Ele lembrou que a UE foi criada após a Segunda Guerra Mundial para evitar a reincidência de conflitos, por meio de um sistema de Estado de Direito e de comércio mútuo. "Em 2014, os ucranianos saíram 'em massa' para protestar contra a retirada desses valores. A guerra contra a Ucrânia viola as liberdades pelas quais os ucranianos morreram durante as manifestações de nove anos atrás. Se a Rússia ocupar outro território da ex-União Soviética, Putin se sentirá encorajado a continuar as conquistas por meio da subversão e da ocupação, o que seria uma ameaça à Europa", advertiu Lupan.
O ex-embaixador moldávio entende como simbólico o fato de a cúpula da Comunidade Política Europeia ter sido organizada em Moldávia, um país que sofreu com uma guerra com forças pró-Moscou. "É um claro sinal de apoio à Ucrânia em direção à UE. A cúpula e os encontros entre EU, Moldávia e Ucrânia representam um indício de apoio político a ambos", disse. Lupan afirmou que, bem antes da guerra, alertou políticos de um "grande país da UE" a manterem um "diálogo realista" com o Kremlin. "Nações europeias tentarão ajudar países do Leste que aspiram o Estado de Direito e a democracia, e que sofrem os resultados das ações hostis da Rússia."
Ataques
Era Dia das Crianças em muitas ex-repúblicas soviéticas. Por volta das 3h de ontem (21h de quarta-feira em Brasília), Anton Suslov — especialista da Escola de Análise Política (em Kiev) — foi despertado pelo som de várias explosões. "Eu me encontrei com vizinhos no corredor e discutimos se deveríamos nos refugiar na estação de metrô. Enquanto escutava os estrondos, olhei pela janela e vi gente entrando na galeria subterrânea. Decidimos permanecer em casa, ainda que as sirenes aéreas não tenham cessado", relatou ao Correio.
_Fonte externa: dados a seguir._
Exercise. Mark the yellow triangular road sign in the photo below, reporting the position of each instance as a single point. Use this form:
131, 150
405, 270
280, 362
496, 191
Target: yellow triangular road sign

Uma menina de 9 anos e a mãe, além de outro adulto, morreram durante o impacto de um míssil, no bairro de Desnianski. Dez pessoas ficaram feridas. Na região de Belgorod, no lado russo da fronteira, a Rússia alegou ter frustrado uma invasão de tanques e de 70 homens armados à cidade de Shebekino. Vídeos divulgados pelas redes sociais mostravam prédios em chamas.